First, the Dodd-Frank Act authorizes the Federal Reserve to enact “prudential” capital requirements which require greater
capital levels than presently required and which vary among financial institutions based on size, risk, complexity, and other
factors. As expected, the Federal Reserve used this authority by publishing final rules on October 11, 2013. The rules require
banking organizations such as us to meet revised minimum regulatory capital ratios beginning on January 1, 2015, and begin
the transition period for the revised definitions of regulatory capital and the revised regulatory capital adjustments and
deductions, as well as comply with the standardized approach for determining RWAs. Second, a portion of the Dodd-Frank
Act, sometimes referred to as the Collins Amendment, directs the Federal Reserve to adopt new capital requirements for
certain bank holding companies, including us, which are at least as stringent as those applicable to insured depositary
institutions. Furthermore, beginning January 1, 2016, these rules introduce a capital conservation buffer, which places
restrictions on the amount of retained earnings that may be used for distributions or discretionary bonus payments as risk-
based capital ratios approach their respective “adequately capitalized” minimums.

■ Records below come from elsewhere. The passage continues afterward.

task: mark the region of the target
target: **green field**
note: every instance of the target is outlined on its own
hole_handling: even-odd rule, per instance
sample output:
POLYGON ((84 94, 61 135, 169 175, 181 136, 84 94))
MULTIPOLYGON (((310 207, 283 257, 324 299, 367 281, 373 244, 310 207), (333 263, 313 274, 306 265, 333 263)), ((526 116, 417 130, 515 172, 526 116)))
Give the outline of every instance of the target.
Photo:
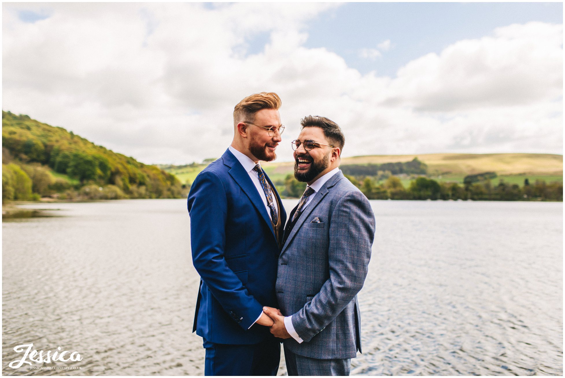
MULTIPOLYGON (((492 180, 497 185, 502 179, 506 183, 524 185, 524 179, 530 183, 536 180, 546 183, 563 182, 563 155, 550 154, 428 154, 414 155, 374 155, 344 158, 341 165, 382 164, 405 162, 415 157, 428 165, 428 177, 438 181, 463 184, 467 175, 496 172, 498 175, 492 180)), ((294 163, 262 162, 267 174, 273 181, 282 180, 292 175, 294 163)), ((193 164, 181 167, 164 168, 174 174, 182 183, 192 183, 206 164, 193 164)), ((401 177, 407 187, 413 178, 401 177)))

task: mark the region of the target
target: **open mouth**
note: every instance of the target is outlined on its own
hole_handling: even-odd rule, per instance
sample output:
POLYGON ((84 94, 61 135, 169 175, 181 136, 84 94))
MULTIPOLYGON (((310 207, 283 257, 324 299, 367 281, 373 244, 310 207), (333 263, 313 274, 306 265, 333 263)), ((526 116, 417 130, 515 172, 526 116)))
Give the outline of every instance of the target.
POLYGON ((297 158, 296 163, 298 166, 299 170, 305 170, 310 167, 312 159, 306 157, 297 158))

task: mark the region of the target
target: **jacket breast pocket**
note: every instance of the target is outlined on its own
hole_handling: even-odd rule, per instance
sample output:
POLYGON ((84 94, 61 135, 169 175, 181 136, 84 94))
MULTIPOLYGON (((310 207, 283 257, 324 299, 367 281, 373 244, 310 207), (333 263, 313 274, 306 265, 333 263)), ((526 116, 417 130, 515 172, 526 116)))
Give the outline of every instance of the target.
POLYGON ((314 222, 313 223, 304 223, 302 224, 303 228, 323 228, 325 227, 325 223, 321 222, 314 222))
POLYGON ((228 266, 234 272, 241 272, 241 271, 247 271, 247 254, 237 255, 237 256, 229 256, 225 258, 225 262, 228 266))
POLYGON ((240 272, 234 272, 234 273, 237 276, 237 278, 241 280, 241 283, 245 286, 247 284, 249 271, 241 271, 240 272))

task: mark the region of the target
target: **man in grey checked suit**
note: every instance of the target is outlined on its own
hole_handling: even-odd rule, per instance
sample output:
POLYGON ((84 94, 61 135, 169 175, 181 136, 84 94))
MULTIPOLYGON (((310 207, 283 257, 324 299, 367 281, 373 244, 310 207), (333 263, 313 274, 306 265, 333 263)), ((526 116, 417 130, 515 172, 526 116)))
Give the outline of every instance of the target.
POLYGON ((280 310, 264 307, 284 340, 289 375, 349 375, 361 351, 357 293, 375 237, 367 197, 338 167, 345 138, 324 117, 308 116, 293 141, 294 176, 308 183, 289 216, 279 258, 280 310))

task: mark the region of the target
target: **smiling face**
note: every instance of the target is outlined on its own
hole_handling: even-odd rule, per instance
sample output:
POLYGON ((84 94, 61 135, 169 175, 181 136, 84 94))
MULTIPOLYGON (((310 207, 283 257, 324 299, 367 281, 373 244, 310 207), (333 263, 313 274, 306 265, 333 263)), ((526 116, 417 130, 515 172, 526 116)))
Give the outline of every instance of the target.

Under the final rules, the minimum capital requirements will be a Common Equity Tier 1 ratio of 4.5%; Tier 1 Capital ratio
of 6%; Total Capital ratio of 8%; and U.S. Leverage ratio of 4%. The rules include a capital conservation buffer of 2.5% of
RWA that is effectively layered on top of the minimum capital risk-based ratios. At December 31, 2013, we believe each of
our regulatory capital ratios exceeds their respective minimum capital ratio requirements under the final rules, as well as the
2.5% capital conservation buffer, when measured on a fully-phased-in basis.
Furthermore, the final Basel III capital rules require the phase out of non-qualifying Tier 1 Capital instruments such as trust
preferred securities. As such, over a two year period beginning on January 1, 2015, approximately $627 million in principal
amount of Parent Company trust preferred and other hybrid capital securities currently outstanding will no longer qualify for
Tier 1 capital treatment, but instead will only qualify for Tier 2 capital treatment. Accordingly, we anticipate that, by January
1, 2016, all $627 million of our outstanding trust preferred securities will lose Tier 1 capital treatment, and will be reclassified
as Tier 2 capital. We do not expect any impact to our total capital ratio as a result of the transition to Tier 2 capital.
DFAST
As a component of our overall stress testing process, and as required by the Dodd-Frank Act, we and certain other banks are
required to conduct semi-annual stress tests pursuant to the DFAST Final Rule. During 2013, we disclosed the results of our
semi-annual DFAST processes for 2013, which were submitted to the Federal Reserve in January 2013 and July 2013. The
results of our semi-annual DFAST processes indicate that we expect to have the financial resources at our disposal to
successfully navigate a hypothetical severe and protracted economic downturn and will maintain capital levels that exceed
regulatory minimums throughout the course of the hypothetical scenario. The detailed results of our semi-annual DFAST
processes are available on our website at www.suntrust.com.
CRITICAL ACCOUNTING POLICIES
Our significant accounting policies are described in detail in Note 1, “Significant Accounting Policies,” to the Consolidated
Financial Statements in this Form 10-K and are integral to understanding our financial performance. We have identified certain
accounting policies as being critical because (1) they require judgment about matters that are highly uncertain and (2) different
estimates that could be reasonably applied would result in materially different assessments with respect to ascertaining the
valuation of assets, liabilities, commitments, and contingencies. A variety of factors could affect the ultimate value that is
obtained either when earning income, recognizing an expense, recovering an asset, valuing an asset or liability, or reducing
a liability. Our accounting and reporting policies are in accordance with U.S. GAAP, and they conform to general practices
within the financial services industry. We have established detailed policies and control procedures that are intended to ensure
that these critical accounting estimates are well controlled and applied consistently from period to period, and that the process
for changing methodologies occurs in an appropriate manner. The following is a description of our current critical accounting
policies.
Contingencies
We face uncertainty with respect to the ultimate outcomes of various contingencies including the Allowance for Credit Losses,
mortgage repurchase reserves, and legal and regulatory matters.